01 September 2017
A dedicated construction court being established as part of the DIFC Courts has the potential to be a quicker, cheaper and more efficient route to dispute resolution, says STUART JORDAN.
In a recent column, I discussed the new UAE criminal sanctions on arbitrators and expert witnesses, concluding that it may well have the effect of limiting the availability of high-quality arbitration as a means of resolving construction disputes in that jurisdiction. If a trend away from arbitration does start to appear in the UAE, a separate “supply side” development might reinforce it.
Earlier this year, DIFC Courts issued a consultation draft of new court rules establishing a specialist Technology and Construction Division (TCD) to handle disputes in those areas. For our purposes, I’ll ignore the technology aspects of this. The TCD is an obvious step; the evidence is that the number and value of Middle East construction disputes continues to rise and, with a long pipeline of mega-projects still in the planning stage, this trend shows no sign of reducing.

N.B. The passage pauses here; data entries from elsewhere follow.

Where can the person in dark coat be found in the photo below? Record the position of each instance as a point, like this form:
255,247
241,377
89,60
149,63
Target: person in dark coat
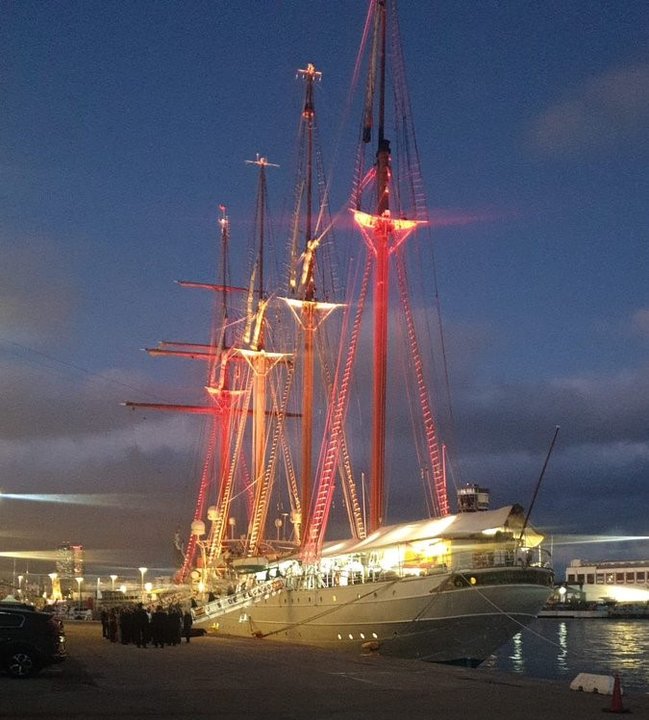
104,623
112,625
188,621
174,625
158,627
141,626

The advantages of a dedicated construction court can be summarised as: personnel and procedure. Construction, we know, is its own world: the disputes tend to be technically and contractually complex. So, it has long been concluded that efficient disposal of our disputes requires us to “grow our own” dispute referees from the ranks of construction professionals such as lawyers, engineers and others. Alongside that, we need dispute procedures that facilitate the efficient presentation and examination of the issues typically thrown up in construction.

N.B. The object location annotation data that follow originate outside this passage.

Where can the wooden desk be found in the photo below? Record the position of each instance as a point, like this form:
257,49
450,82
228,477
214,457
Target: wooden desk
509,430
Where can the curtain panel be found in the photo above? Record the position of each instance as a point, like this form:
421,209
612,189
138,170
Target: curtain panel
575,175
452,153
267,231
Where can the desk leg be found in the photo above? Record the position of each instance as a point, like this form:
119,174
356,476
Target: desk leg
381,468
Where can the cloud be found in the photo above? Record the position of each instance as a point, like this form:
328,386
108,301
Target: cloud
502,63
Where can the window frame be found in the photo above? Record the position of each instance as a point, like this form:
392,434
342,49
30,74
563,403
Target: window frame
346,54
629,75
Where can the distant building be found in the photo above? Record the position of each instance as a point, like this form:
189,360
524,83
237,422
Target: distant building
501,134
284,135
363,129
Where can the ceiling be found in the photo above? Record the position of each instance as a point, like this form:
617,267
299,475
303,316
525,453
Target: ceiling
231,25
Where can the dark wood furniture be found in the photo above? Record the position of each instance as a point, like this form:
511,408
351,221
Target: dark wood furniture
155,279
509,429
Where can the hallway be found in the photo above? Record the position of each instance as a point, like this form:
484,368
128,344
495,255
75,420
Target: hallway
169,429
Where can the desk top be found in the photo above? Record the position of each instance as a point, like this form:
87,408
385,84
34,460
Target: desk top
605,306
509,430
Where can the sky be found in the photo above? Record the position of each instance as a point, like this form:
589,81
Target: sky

The TCD aims to provide both personnel and procedure. It closely mirrors the Technology and Construction Court (TCC), a division of the English High Court. The proposed rules (new Part 56) state that the TCD is to take on disputes in building and other construction matters, engineering, claims involving construction professionals and – importantly – challenges to the decisions of arbitrators in construction and engineering disputes. The rules include the following:
• Parties may choose to issue their claim in the TCD or if not, the DIFC Courts might transfer suitable disputes to it;
• A (presumably specialist) judge will be appointed to take charge of the TCD;
• In each matter, the court will fix a case management conference early in the process;
• Specific TCD case management forms (information sheets and directions) must be exchanged, with the parties encouraged to agree directions;
• Directions may be given for the appointment of expert witnesses, inspections, sampling and the creation of Scott Schedules (itemised claim-defence-quantification-decision tables) to identify and dispose of each point in issue.
All of this is consistent with the constitution and aims of the DIFC Courts system, which was created to deal efficiently and fairly with commercial disputes – effectively to meet the needs of modern commerce. DIFC is a common law jurisdiction with court proceedings conducted in English and a procedural rules very similar to the English commercial courts. Since 2011, the business of the DIFC Courts has not been limited to contracts made within the geographical area of the DIFC: parties anywhere may now provide in their contracts for DIFC jurisdiction.
The TCD is bound to present a challenge to arbitration, which has been the near-universal disputes resolution process in the region unless certain public contracts rules forbid it. Parties have chosen arbitration for exactly the same “personnel and procedure” reasons but arbitration can also be cumbersome, lengthy and expensive.
In reality, it is very unlikely that any success of the TCD would be at the expense of arbitration. There will be good reasons to consider the TCD although many parties will still opt for arbitration if they continue to value greater flexibility in procedure and in the ability to match arbitrators to the issues in hand. There is the added comfort of confidentiality in arbitration which, in my observation, is especially valued by parties in the Gulf. If the TCD becomes an established forum, I expect it would be similar to the TCC in England: commonly used but not dominant to the exclusion of arbitration.
The most important consideration for our industry is the availability of high-quality dispute resolution. In that regard, both specialist courts and arbitration centres can fulfil that role and they should be able to exist side by side. Indeed, if the TCD will be able to provide efficient and reliable decisions on challenges to construction arbitration awards, this can only benefit arbitration as well.
In conclusion, so long as good specialist judges are appointed to the TCD, this is an attractive combination of a modern procedure designed specifically for construction issues, together with the inbuilt advantages of being part of DIFC Courts – in terms of its supervisory law and recognition of its decisions for enforcement purposes. It could be quicker, cheaper and more efficient than arbitration.
* Stuart Jordan is a partner in the Global Projects group of Baker Botts, a leading international law firm. Jordan’s practice focuses on the oil, gas, power, transport, petrochemical, nuclear and construction industries. He has extensive experience in the Middle East, Russia and the UK.